In the Senate, Tom Daschle (who will be majority leader for just a few more days) is unrepentant about his failure to craft a message and raise a standard that voters could support.

Despite organized labor's richly financed, voter turnout campaign, an angry Steve Rosenthal, the AFL-CIO's veteran political director, says the Democrats lost Congress because they had no clear agenda.

Not so, Mr. Daschle maintains. He and Dick Gephardt put together a good agenda on the economy, jobs and other issues. The only problem was in marketing. We didn't sell it effectively, he says.

Their hastily written economic program, if you recall, was unveiled a few weeks before the elections. It was promoted as a jobs program, but it was loaded with spending for the unemployed and contained little if anything to put people back to work.

It is hard to see how any sales campaign could have sold this turkey.

Extending unemployment benefits may help those out of work, but they do not create any new jobs.
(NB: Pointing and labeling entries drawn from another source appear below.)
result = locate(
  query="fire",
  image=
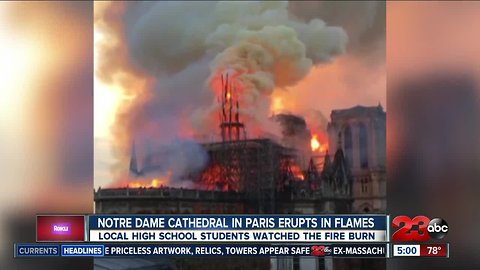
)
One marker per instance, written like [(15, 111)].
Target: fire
[(154, 183), (316, 145), (297, 172)]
A majority of voters understood this and liked the Republicans' pro-growth, tax-cutting proposals better.

Early analysis of the congressional results suggests the continuation of a trend that is is bad for the country and especially bad for the Democrats.

In election after election, the Democratic Party is losing its vital center.
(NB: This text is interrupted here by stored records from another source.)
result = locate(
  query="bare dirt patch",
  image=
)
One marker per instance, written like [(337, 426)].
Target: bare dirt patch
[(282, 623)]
What remains is a party made up largely of the hard left Mrs. Pelosi, Sens. Ted Kennedy and John Kerry of Massachusetts and Reps. Charlie Rangel of New York and John Conyers of Michigan that is far outside the American political mainstream.

There are a number of clues in this election that spell trouble for the Democrats. Getting 95 percent of the black vote is no longer a sure thing for many Democrats, as Kathleen Kennedy Townsend discovered in her losing gubernatorial race in Maryland. Younger black voters are becoming more independent and some are siding with the GOP.

Hispanics are increasingly up for grabs in presidential elections, though still lean Democratic in congressional races. Even so, they favor school choice, Social Security investment accounts, a strong defense and are very conservative on social issues.

The labor vote is become more fractured, too, as Mr. Bush and the GOP reach out to them with job-creating proposals, like drilling for oil in the Arctic National Wildlife Refuge. A labor union member in Minnesota told me, "I no longer vote the union line."

This raises the specter of future Democratic losses in presidential and congressional elections to come. The party of George McGovern, Walter Mondale and Michael Dukakis appears to be back.

Bill Clinton held the left and centrist-leaning wings of his party together while he approved trade expansion, welfare reform and even capital-gains tax cuts. "But now there is no counterweight. And that is what makes the Democratic Party's current predicament so dangerous," the New Republic magazine says in this week's issue.

If the party is going to be run by Nancy Pelosi and her liberal warriors, "the United States will no longer be a 50-50 nation; it will be a 40-60 nation for a generation," the magazine warns.

Now the internal political bickering begins and the endless postelecton self-analysis. But one thing is already clear. The Democrats have taken a sharp swing to the left, a move that kept them in the political wilderness for most of the last three decades.

Donald Lambro, chief political correspondent for The Washington Times, is a nationally syndicated columnist.